Until very recently I did not know what using METHOD_OPT => NULL in a DBMS_STATS call does. If you do then stop reading here 🙂
Creation of a test table…
MNASH@orcl> create table t as select * from dba_objects; Table created. MNASH@orcl> select count(*) from t; COUNT(*) ---------- 72563 MNASH@orcl> select table_name, num_rows from user_tables where table_name = 'T'; TABLE_NAME NUM_ROWS ---------- ---------- T MNASH@orcl> select table_name, column_name, num_distinct from user_tab_columns where table_name = 'T'; TABLE_NAME COLUMN_NAME NUM_DISTINCT ---------- ------------------------------ ------------ T OWNER T OBJECT_NAME T SUBOBJECT_NAME T OBJECT_ID T DATA_OBJECT_ID T OBJECT_TYPE T CREATED T LAST_DDL_TIME T TIMESTAMP T STATUS T TEMPORARY T GENERATED T SECONDARY T NAMESPACE T EDITION_NAME 15 rows selected. MNASH@orcl>
Gathering statistics using DBMS_STATS.GATHER_TABLE_STATS with METHOD_OPT => NULL
MNASH@orcl> exec dbms_stats.gather_table_stats(null,'T',method_opt=>null) PL/SQL procedure successfully completed. MNASH@orcl> select table_name, num_rows from user_tables where table_name = 'T'; TABLE_NAME NUM_ROWS ---------- ---------- T 72563 MNASH@orcl> select table_name, column_name, num_distinct from user_tab_columns where table_name = 'T'; TABLE_NAME COLUMN_NAME NUM_DISTINCT ---------- ------------------------------ ------------ T OWNER T OBJECT_NAME T SUBOBJECT_NAME T OBJECT_ID T DATA_OBJECT_ID T OBJECT_TYPE T CREATED T LAST_DDL_TIME T TIMESTAMP T STATUS T TEMPORARY T GENERATED T SECONDARY T NAMESPACE T EDITION_NAME 15 rows selected.
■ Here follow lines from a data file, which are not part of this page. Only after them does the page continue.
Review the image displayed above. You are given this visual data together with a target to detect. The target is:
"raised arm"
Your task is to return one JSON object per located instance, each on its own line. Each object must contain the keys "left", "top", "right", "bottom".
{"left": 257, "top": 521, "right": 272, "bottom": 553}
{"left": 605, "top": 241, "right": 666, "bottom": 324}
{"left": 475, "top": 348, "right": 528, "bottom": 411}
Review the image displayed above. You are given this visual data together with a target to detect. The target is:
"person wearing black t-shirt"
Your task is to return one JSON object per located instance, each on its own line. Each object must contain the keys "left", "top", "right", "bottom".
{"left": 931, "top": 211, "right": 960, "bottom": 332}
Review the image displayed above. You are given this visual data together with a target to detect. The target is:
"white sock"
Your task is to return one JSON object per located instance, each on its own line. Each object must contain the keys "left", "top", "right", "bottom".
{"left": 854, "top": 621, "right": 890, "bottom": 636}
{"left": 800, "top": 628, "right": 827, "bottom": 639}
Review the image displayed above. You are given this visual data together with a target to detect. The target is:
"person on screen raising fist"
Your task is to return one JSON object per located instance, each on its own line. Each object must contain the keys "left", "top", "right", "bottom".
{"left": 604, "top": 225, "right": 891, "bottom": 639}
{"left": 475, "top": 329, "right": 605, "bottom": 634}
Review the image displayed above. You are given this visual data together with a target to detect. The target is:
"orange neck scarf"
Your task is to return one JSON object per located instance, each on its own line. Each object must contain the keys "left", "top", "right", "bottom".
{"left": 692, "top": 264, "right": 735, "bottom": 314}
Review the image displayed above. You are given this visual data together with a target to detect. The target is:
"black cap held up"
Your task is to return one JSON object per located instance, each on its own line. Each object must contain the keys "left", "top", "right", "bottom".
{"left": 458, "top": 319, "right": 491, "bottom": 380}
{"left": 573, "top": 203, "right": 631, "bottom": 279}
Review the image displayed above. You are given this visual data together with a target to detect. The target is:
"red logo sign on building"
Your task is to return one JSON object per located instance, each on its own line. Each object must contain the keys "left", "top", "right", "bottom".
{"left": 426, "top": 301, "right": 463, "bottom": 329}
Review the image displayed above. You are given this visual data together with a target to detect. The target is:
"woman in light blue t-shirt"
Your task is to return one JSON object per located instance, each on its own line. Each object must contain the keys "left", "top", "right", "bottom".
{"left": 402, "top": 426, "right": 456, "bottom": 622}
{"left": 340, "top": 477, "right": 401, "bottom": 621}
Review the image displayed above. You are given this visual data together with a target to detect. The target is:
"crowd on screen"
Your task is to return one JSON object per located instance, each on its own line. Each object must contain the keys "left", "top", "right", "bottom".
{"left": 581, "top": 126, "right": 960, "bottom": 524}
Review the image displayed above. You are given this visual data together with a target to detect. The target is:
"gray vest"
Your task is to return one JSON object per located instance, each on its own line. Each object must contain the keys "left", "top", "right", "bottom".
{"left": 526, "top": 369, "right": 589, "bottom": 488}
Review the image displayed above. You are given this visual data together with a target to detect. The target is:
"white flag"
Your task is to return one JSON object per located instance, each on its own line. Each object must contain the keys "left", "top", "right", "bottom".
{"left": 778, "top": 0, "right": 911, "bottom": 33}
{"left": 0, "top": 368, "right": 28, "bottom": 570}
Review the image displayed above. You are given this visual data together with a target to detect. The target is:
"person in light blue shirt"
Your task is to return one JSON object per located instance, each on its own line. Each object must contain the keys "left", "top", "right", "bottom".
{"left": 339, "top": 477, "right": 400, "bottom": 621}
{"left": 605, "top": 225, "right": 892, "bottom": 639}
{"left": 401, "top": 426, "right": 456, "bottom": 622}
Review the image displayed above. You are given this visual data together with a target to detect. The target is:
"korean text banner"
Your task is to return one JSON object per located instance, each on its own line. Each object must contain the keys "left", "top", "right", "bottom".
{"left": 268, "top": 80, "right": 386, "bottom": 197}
MNASH@orcl>
Statistics are gathered for the table, but not for the columns of the table.
I found out about this through a friend after puzzling over how some of the tables in a database had statistics at a table level, but none for the columns.
Just for completeness, the following shows what happens when METHOD_OPT is allowed to default:
MNASH@orcl> exec dbms_stats.gather_table_stats(null,'T') PL/SQL procedure successfully completed. MNASH@orcl> select table_name, num_rows from user_tables where table_name = 'T'; TABLE_NAME NUM_ROWS ---------- ---------- T 72563 MNASH@orcl> select table_name, column_name, num_distinct from user_tab_columns where table_name = 'T'; TABLE_NAME COLUMN_NAME NUM_DISTINCT ---------- ------------------------------ ------------ T OWNER 32 T OBJECT_NAME 43784 T SUBOBJECT_NAME 108 T OBJECT_ID 72563 T DATA_OBJECT_ID 7705 T OBJECT_TYPE 44 T CREATED 1174 T LAST_DDL_TIME 1272 T TIMESTAMP 1318 T STATUS 1 T TEMPORARY 2 T GENERATED 2 T SECONDARY 2 T NAMESPACE 21 T EDITION_NAME 0 15 rows selected. MNASH@orcl>
Whether or not you want to use the default, which is to allow Oracle to create histograms as it sees appropriate, is a separate point which has received plenty of attention elsewhere.
In the case I was looking into there was actually a bug in the code used as a wrapper to DBMS_STATS and it was not intended that no column statistics were gathered, but I started to wonder if there would be a situation where using this undocumented option would be attractive. I did some fairly simple testing to establish the overhead of collecting column statistics…
The test was:
1 – Increase the number of rows in table T to around 1 million
2 – Delete table statistics for table T
3 – Flush the buffer cache
4 – Gather table statistics using compute with method_opt => null
5 – Repeat (2) to (4) 5 times
6 – Delete table statistics for table T
7 – Flush the buffer cache
8 – Gather table statistics using compute with method_opt => ‘for all columns size 1’
9 – Repeat (6) to (8) 5 times
Looking at the elapsed time for the statistics gathering I got averages of:
null: 2.3 seconds
for all columns size 1: 14.5 seconds
That’s a pretty big overhead, but a lot of information you are robbing the CBO of if you don’t gather them!
I then ran the same test, but with AUTO_SAMPLE_SIZE as this is a more realistic case and got averages of:
null: 1.5 seconds
for all columns size 1: 3.4 seconds
Note: The tests were performed on a 11.2.0.1 database.